A new pharmaceutical company named AlveoGene has been set up, following funding from several universities.
AlveoGene announced its launch in conjunction with seed funding raised from Oxford Science Enterprises (OSE), Harrington Discovery Institute at University Hospitals (Harrington), and with participation from Old College Capital (OCC), the University of Edinburgh’s venture investment fund.
AlveoGene has been created by OSE, Harrington and OCC in partnership with six leading scientists from the world-renowned UK Respiratory Gene Therapy Consortium (GTC). The GTC was founded in 2001 to catalyse the application of pioneering research to gene therapy development and manufacturing related to cystic fibrosis and other respiratory diseases, and originated at Imperial College London and the Universities of Oxford and Edinburgh.
AlveoGene has secured an exclusive licence to a proprietary and validated next-generation lentiviral delivery platform developed by the GTC for the treatment of respiratory diseases with high unmet need (excluding the use of the CFTR gene which is mutated in cystic fibrosis).
We intend to explore other opportunities to leverage our powerful IngenuiTy platform alongside other complementary technologies
- David Hipkiss, Executive Chair of AlveoGene
Gene therapies developed using the “InGenuiTy” platform can be delivered through a nebuliser, transducing lung epithelial cells with high efficiency and producing a long duration of action, and can achieve these effects following repeated administration.
The platform has been developed over more than a decade, supported by approximately £72 million in grant funding, including from the Wellcome Trust, Department of Health and Social Care, Medical Research Council and the Cystic Fibrosis Trust.
The GTC has demonstrated key characteristics of the platform, including a scalable manufacturing process, which will allow its rapid translation through to first-in-human trials.
This foundation will now enable AlveoGene to fast-track the development of its first candidate AVG-001, a novel, inhaled gene therapy designed to promote localised production of alpha-1 antitrypsin to treat patients with Alpha-1 Antitrypsin Deficiency (AATD). The company is aiming to progress this candidate towards clinical development over the next 2-3 years.

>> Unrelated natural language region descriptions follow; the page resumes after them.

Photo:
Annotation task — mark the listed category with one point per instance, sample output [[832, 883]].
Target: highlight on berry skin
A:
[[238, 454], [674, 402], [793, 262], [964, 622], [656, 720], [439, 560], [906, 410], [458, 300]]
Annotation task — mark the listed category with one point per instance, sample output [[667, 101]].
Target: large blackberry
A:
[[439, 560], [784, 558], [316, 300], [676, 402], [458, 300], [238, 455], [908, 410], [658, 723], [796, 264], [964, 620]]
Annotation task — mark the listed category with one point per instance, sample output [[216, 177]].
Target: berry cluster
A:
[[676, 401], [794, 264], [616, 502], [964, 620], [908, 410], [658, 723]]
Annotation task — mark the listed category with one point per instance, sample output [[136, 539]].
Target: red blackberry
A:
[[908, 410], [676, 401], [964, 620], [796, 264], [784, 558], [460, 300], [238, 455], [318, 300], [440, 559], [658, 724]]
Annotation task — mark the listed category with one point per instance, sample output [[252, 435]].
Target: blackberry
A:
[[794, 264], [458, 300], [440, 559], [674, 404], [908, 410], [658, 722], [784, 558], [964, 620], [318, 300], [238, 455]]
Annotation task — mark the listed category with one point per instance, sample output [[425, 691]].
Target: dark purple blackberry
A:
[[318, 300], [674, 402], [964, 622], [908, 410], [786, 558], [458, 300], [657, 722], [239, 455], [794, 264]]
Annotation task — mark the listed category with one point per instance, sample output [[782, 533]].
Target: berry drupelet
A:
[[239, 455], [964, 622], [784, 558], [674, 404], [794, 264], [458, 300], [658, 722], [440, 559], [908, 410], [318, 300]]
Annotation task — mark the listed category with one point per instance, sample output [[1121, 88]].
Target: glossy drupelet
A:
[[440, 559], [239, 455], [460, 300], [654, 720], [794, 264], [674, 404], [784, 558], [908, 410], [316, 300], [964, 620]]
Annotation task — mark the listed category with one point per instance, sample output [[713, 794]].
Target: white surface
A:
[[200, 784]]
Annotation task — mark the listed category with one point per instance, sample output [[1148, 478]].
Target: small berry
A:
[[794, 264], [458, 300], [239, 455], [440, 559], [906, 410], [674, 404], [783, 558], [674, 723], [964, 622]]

AlveoGene will be led by David Hipkiss as Executive Chair. David is a biopharmaceutical executive with over 25 years’ experience of building and leading innovative companies, particularly in the respiratory disease area, and a proven track record of delivering high value outcomes for stakeholders.
David Hipkiss, Executive Chair of AlveoGene, said: “I am truly excited to lead this new venture. We intend to explore other opportunities to leverage our powerful IngenuiTy platform alongside other complementary technologies to create first-in-class inhaled gene therapies with the potential to transform outcomes for patients with rare respiratory diseases.”
Professor Eric Alton, Imperial College London and Coordinator of the GTC, said: “My colleagues and I at the GTC have a long-standing commitment to improving the lives of patients with respiratory disorders. We are very excited to take the next step on our journey through the creation of AlveoGene and look forward to working with our new investors to apply these innovations to deliver effective inhaled gene therapies to patients.”